Insomma, la sconfitta non equivale a una resa. La malinconia di sinistra è anche una “malinconia sinistra”, cioè inquietante, che non risparmia certamente la razza dei nuovi vincitori, il quadro oscuro e desolante di poteri improvvisati e di politiche confusive, di fantasmagorie massmediatiche prive di sostanza («questo elettrodomestico colorato / che entra nel cervello … ti entra nel cervello impedisce di pensare», dicono i versi di Sinfonia viennese). Poesia polemica, dunque, e però allo stesso tempo impietosa diagnosi della crisi, fino al drastico «non rimane più niente», la poesia di Mauro Ponzi, nata dall’occasione, parte molto spesso per la tangente dell’accumulo: per forza, lo svuotamento dell’“adesso” (si veda la sequenza dei «senza», sempre in Sinfonia viennese) e la sconsolata sensazione di navigare «tra i detriti», costringe il testo a farsi enumerazione, somma che non può mai pervenire al termine, anche perché la totalità sarà sempre difettiva e irraggiungibile; di qui la tecnica dell’elenco che contiene anche, nella sua ripetizione ritornellante, un quanto di incisiva ironia. L’accertamento del vuoto nel centro del senso avvia un movimento che, più che ad una riflessione, si apparenta al “rimuginare” proprio quell’atteggiamento di ri-presentazione senza fondo delle cose umane che Benjamin metteva in relazione con la malinconia dell’allegorista.
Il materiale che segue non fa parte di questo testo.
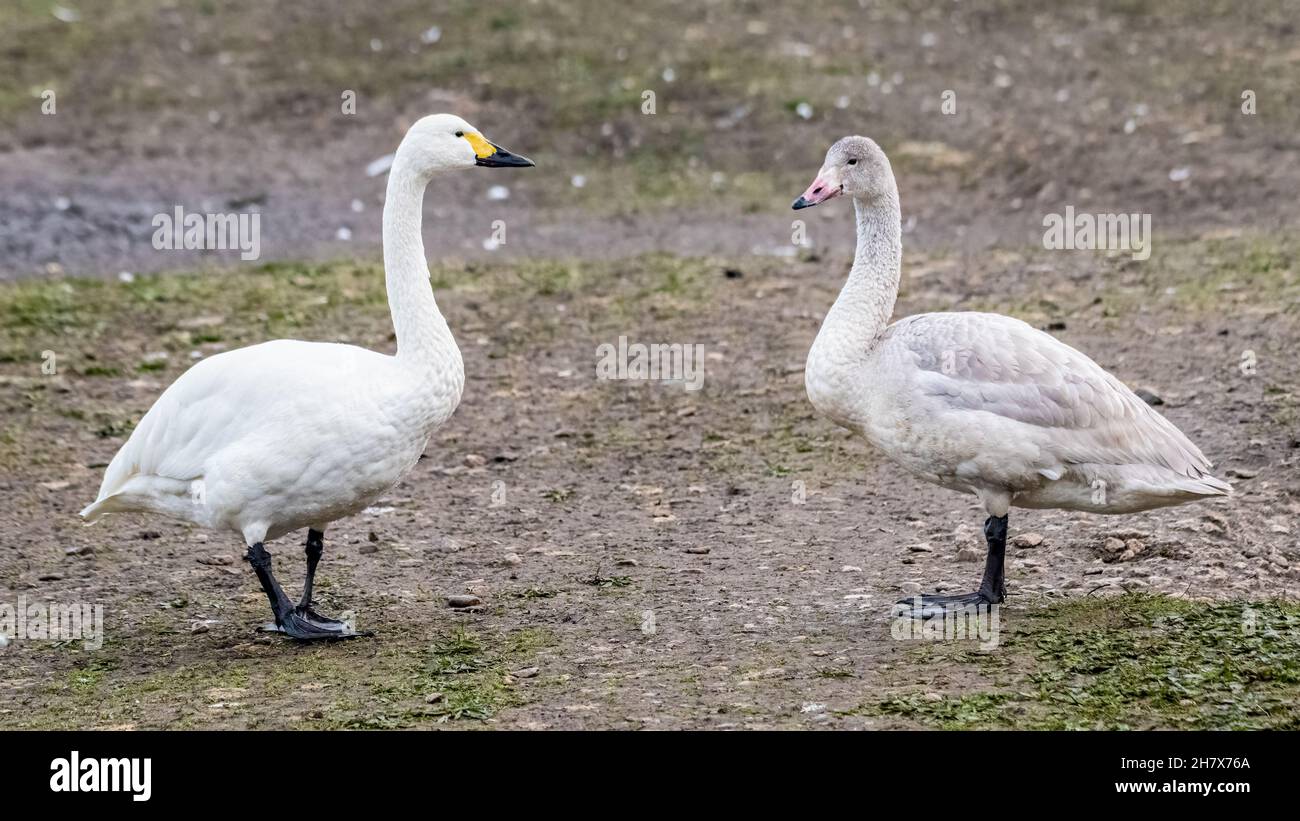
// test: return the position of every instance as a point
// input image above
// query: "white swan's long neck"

Se dovessi racchiudere la mia lettura in uno slogan, direi che qui si trova la politica sezionata dalla poesia sul tavolo anatomico della vita quotidiana. Ben intessuti di riferimenti culturali e letterari, come pure di dilatazioni plurilinguistiche, come nota l’introduzione di Mario Lunetta, i versi di Ponzi contengono anche interessanti movimenti ritmico-metrici; liberi quanto alla regola, sono tuttavia assai spesso portati a incanalarsi in un andamento di filastrocca (sulla base del settenario), sottolineatura musicale del gioco di massacro elencativo e di una sorta di danza folle sarcasticamente intonata attorno all’abisso di un «nulla dilazionato».